В редакции было тихо. Сотрудники обычно подтягивались к двенадцати. Рано приходили только Неля и вахтёр Степан — щуплый мужичок с женоподобным лицом. Ната его сторонилась. Он всячески выражал ей знаки внимания: вкладывал в руку конфеты, отвешивал неуклюжие комплименты. И с каждым днём становился фамильярнее.
— Нелька на взводе, — доверительно доложил он, как только Ната вошла. Та и впрямь была взвинчена. Её выдавали два симметричных красных пятна на щеках и прыгающий голос.
— Смотри, если подведёшь, больше выгораживать тебя не буду, — пригрозила она Нате, указав на пакеты на столе.
— Развезу я, не волнуйся, — заверила Ната. — Ты что такая дёрганая? Что-нибудь случилось?
— Ничего не случилось. Видишь, работаю! — рявкнула та.
Ната молча сгребла со стола почту, пошла к двери.
— Да ладно, не дуйся, — окликнула её Неля.

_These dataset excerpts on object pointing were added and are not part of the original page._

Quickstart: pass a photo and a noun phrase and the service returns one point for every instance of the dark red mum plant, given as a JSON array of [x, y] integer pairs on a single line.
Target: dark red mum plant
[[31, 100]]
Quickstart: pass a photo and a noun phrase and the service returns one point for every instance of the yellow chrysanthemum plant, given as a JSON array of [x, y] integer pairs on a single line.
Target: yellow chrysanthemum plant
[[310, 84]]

Отходила она с той же скоростью, как и взрывалась.
— Поссорилась со своим литератором? — смекнула Ната.
— Нет... всё сложнее, — не стала та откровенничать.
— Ну, я поехала... — потопталась на месте и спросила, не нужно ли что-нибудь отвезти на Котельническую.

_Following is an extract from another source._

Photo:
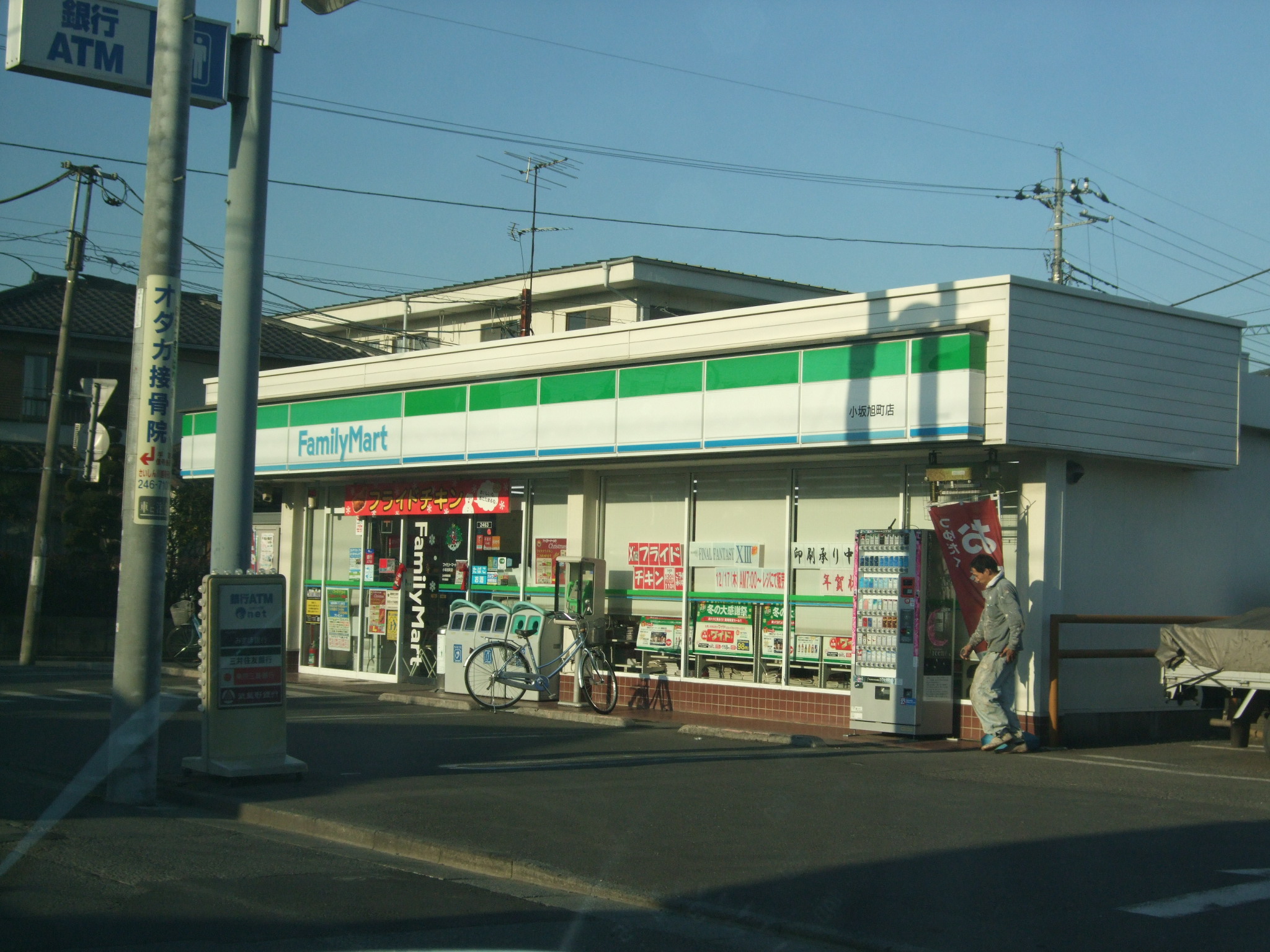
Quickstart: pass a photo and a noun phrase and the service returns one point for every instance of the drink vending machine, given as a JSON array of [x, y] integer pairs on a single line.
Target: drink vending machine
[[904, 626]]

— Пока нет. Что, понравилось туда ездить? — улыбнулась Неля и, верная себе, разжалобилась: — Пойди попей чайку перед дорогой, я там булочку тебе оставила.
Обозревательный пункт Степана — стул в коридоре — пустовал. Воспользовавшись этим, Ната юркнула в кабинет Зои Марковны. Выдвинула ящик стола, схватила чистый конверт, засунула туда лист газеты, заклеила. Коверкая собственный почерк, чтобы мать не сразу раскусила трюк, вывела крупными буквами её имя. Собственная хитрость развеселила. Она пожалела, что не додумалась до этого раньше. Тогда не пришлось бы ждать два длиннющих месяца. В шесть она отправилась на Котельническую. Поехать во время рабочего дня не рискнула. Боялась, что уволят.
В троллейбусе — холодина, корка льда на стёклах, уставшие после работы пассажиры, толкавшие друг друга сумками, портфелями, спинами. Поскрипывая и покачиваясь, троллейбус плёлся в потоке машин, подолгу застревал на одном месте. Она выпрыгнула на несколько остановок раньше и пошла, хрустя снегом под ногами и леденцами во рту — обнаруженными ею в кармане пальто. Невзирая на её протесты, Степан таки всыпал ей горстку. Проходя мимо одной витрины, она глянула на силуэт своего отражения, шагавшего в ногу с ней в стареньком пальто, с огромной, полегчавшей к вечеру сумкой через плечо. Когда-нибудь и к ней будет идти с пакетом курьер. Тоже начинающий никому не известный автор. Будет идти по тому же маршруту, также веря, что не зря по нему идёт. Размечтавшись, она вошла в подъезд.